School of Basic Medical Sciences, Beijing Key Laboratory of Neural Regeneration and Repair, Advanced Innovation Center for Human Brain Protection, Capital Medical University, Beijing 100069, China.
Chinese Institute for Brain Research, Beijing 102206, China.
Biomolecules. 2023 Apr 19;13(4):692. doi: 10.3390/biom13040692.

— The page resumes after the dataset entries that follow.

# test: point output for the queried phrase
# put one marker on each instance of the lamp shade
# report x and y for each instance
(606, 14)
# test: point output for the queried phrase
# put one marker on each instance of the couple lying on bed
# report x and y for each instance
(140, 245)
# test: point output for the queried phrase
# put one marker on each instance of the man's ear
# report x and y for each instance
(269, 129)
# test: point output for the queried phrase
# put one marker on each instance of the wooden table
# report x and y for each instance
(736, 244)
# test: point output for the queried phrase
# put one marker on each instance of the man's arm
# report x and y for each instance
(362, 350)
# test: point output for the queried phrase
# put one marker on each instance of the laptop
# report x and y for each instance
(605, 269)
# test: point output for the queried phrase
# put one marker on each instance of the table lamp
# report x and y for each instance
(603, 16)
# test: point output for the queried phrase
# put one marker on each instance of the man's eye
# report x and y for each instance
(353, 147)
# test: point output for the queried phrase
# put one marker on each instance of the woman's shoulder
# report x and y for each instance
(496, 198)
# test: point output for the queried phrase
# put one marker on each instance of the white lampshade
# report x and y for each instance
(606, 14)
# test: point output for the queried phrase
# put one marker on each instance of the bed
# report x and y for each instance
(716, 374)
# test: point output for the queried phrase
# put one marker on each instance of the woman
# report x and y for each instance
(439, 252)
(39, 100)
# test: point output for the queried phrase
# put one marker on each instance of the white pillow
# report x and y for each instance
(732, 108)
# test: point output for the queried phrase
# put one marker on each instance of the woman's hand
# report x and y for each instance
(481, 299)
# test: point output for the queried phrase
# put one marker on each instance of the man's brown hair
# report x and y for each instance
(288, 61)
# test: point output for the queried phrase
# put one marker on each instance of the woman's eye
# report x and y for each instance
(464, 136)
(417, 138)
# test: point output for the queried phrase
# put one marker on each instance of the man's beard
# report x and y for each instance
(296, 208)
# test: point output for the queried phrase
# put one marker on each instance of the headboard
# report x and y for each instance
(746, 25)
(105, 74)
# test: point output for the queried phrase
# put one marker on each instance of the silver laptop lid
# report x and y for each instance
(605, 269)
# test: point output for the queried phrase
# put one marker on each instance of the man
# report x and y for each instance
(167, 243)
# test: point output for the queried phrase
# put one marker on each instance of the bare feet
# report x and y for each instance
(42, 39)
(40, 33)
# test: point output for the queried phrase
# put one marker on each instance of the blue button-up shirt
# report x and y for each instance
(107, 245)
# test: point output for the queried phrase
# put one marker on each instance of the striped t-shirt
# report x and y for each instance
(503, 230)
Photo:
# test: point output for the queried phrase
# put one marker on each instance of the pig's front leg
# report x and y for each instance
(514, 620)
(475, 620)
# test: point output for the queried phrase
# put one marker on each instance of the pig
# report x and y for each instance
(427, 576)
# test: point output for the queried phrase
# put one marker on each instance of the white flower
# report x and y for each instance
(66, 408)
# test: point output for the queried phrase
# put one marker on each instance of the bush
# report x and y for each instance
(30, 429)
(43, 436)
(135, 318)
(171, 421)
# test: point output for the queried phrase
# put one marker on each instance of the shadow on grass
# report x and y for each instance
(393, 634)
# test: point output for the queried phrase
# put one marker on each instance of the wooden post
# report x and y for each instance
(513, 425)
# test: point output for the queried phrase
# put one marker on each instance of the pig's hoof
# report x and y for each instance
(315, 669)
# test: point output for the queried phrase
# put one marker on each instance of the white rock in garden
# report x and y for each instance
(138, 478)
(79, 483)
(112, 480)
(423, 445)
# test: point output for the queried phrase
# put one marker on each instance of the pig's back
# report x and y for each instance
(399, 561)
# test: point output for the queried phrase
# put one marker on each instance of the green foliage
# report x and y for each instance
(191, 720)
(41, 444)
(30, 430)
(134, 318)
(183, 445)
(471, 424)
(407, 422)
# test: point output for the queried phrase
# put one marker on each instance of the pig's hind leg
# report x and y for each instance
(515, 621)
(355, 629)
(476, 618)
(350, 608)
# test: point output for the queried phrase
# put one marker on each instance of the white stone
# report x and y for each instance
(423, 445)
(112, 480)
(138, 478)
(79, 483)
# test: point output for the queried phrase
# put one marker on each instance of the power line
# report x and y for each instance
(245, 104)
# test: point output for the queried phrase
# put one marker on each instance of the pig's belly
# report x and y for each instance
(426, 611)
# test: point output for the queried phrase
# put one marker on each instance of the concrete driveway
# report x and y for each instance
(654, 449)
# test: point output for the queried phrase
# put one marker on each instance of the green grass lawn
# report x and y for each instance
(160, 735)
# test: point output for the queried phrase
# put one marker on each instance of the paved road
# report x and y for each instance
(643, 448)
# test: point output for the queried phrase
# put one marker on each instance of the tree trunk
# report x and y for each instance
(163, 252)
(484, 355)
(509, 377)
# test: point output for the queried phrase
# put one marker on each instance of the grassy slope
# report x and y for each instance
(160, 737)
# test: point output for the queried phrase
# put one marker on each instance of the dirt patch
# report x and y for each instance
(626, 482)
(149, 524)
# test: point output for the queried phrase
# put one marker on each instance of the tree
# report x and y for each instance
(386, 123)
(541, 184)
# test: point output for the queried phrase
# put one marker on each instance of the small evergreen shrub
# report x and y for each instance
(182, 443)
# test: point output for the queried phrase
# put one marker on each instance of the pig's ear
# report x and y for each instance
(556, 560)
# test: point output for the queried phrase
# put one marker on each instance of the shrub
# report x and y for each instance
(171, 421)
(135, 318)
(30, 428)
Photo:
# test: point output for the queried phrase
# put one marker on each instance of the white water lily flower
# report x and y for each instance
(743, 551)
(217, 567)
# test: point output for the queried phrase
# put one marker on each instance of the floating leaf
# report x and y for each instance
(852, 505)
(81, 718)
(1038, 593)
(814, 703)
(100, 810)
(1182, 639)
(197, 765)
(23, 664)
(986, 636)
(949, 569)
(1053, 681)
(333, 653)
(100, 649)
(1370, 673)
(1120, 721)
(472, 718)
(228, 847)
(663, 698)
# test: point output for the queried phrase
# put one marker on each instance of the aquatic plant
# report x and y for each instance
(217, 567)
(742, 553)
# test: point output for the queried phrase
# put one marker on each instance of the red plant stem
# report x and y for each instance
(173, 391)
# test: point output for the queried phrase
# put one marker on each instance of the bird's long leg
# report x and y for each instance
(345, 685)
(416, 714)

The dysfunction of astrocytes in response to environmental factors contributes to many neurological diseases by impacting neuroinflammation responses, glutamate and ion homeostasis, and cholesterol and sphingolipid metabolism, which calls for comprehensive and high-resolution analysis. However, single-cell transcriptome analyses of astrocytes have been hampered by the sparseness of human brain specimens. Here, we demonstrate how large-scale integration of multi-omics data, including single-cell and spatial transcriptomic and proteomic data, overcomes these limitations. We created a single-cell transcriptomic dataset of human brains by integration, consensus annotation, and analyzing 302 publicly available single-cell RNA-sequencing (scRNA-seq) datasets, highlighting the power to resolve previously unidentifiable astrocyte subpopulations. The resulting dataset includes nearly one million cells that span a wide variety of diseases, including Alzheimer's disease (AD), Parkinson's disease (PD), Huntington's disease (HD), multiple sclerosis (MS), epilepsy (Epi), and chronic traumatic encephalopathy (CTE). We profiled the astrocytes at three levels, subtype compositions, regulatory modules, and cell-cell communications, and comprehensively depicted the heterogeneity of pathological astrocytes. We constructed seven transcriptomic modules that are involved in the onset and progress of disease development, such as the M2 ECM and M4 stress modules. We validated that the M2 ECM module could furnish potential markers for AD early diagnosis at both the transcriptome and protein levels. In order to accomplish a high-resolution, local identification of astrocyte subtypes, we also carried out a spatial transcriptome analysis of mouse brains using the integrated dataset as a reference. We found that astrocyte subtypes are regionally heterogeneous. We identified dynamic cell-cell interactions in different disorders and found that astrocytes participate in key signaling pathways, such as NRG3-ERBB4, in epilepsy. Our work supports the utility of large-scale integration of single-cell transcriptomic data, which offers new insights into underlying multiple CNS disease mechanisms where astrocytes are involved.
星形胶质细胞对环境因素的功能障碍通过影响神经炎症反应、谷氨酸和离子稳态以及胆固醇和鞘脂代谢,导致许多神经退行性疾病的发生。这需要全面和高分辨率的分析。然而,星形胶质细胞的单细胞转录组分析受到人脑标本稀疏的限制。在这里,我们展示了如何通过整合多组学数据,包括单细胞和空间转录组学和蛋白质组学数据,克服这些限制。我们通过整合、共识注释和分析 302 个公开的单细胞 RNA 测序 (scRNA-seq) 数据集,创建了一个人类大脑的单细胞转录组数据集,突出了能够解决以前无法识别的星形胶质细胞亚群的能力。该数据集包括近 100 万个细胞,涵盖了广泛的疾病,包括阿尔茨海默病 (AD)、帕金森病 (PD)、亨廷顿病 (HD)、多发性硬化症 (MS)、癫痫 (Epi) 和慢性创伤性脑病 (CTE)。我们在三个层面上对星形胶质细胞进行了分析,包括亚型组成、调节模块和细胞间通讯,并全面描述了病理性星形胶质细胞的异质性。我们构建了七个与疾病发生和发展相关的转录组模块,如 M2 ECM 和 M4 应激模块。我们验证了 M2 ECM 模块可以在转录组和蛋白质水平为 AD 的早期诊断提供潜在的标志物。为了实现对星形胶质细胞亚型的高分辨率、局部鉴定,我们还使用整合后的数据集作为参考,对小鼠大脑进行了空间转录组分析。我们发现星形胶质细胞亚型在区域上存在异质性。我们在不同疾病中发现了动态的细胞间相互作用,并发现星形胶质细胞参与了关键的信号通路,如癫痫中的 NRG3-ERBB4。我们的工作支持大规模整合单细胞转录组数据的实用性,这为涉及星形胶质细胞的多种中枢神经系统疾病机制提供了新的见解。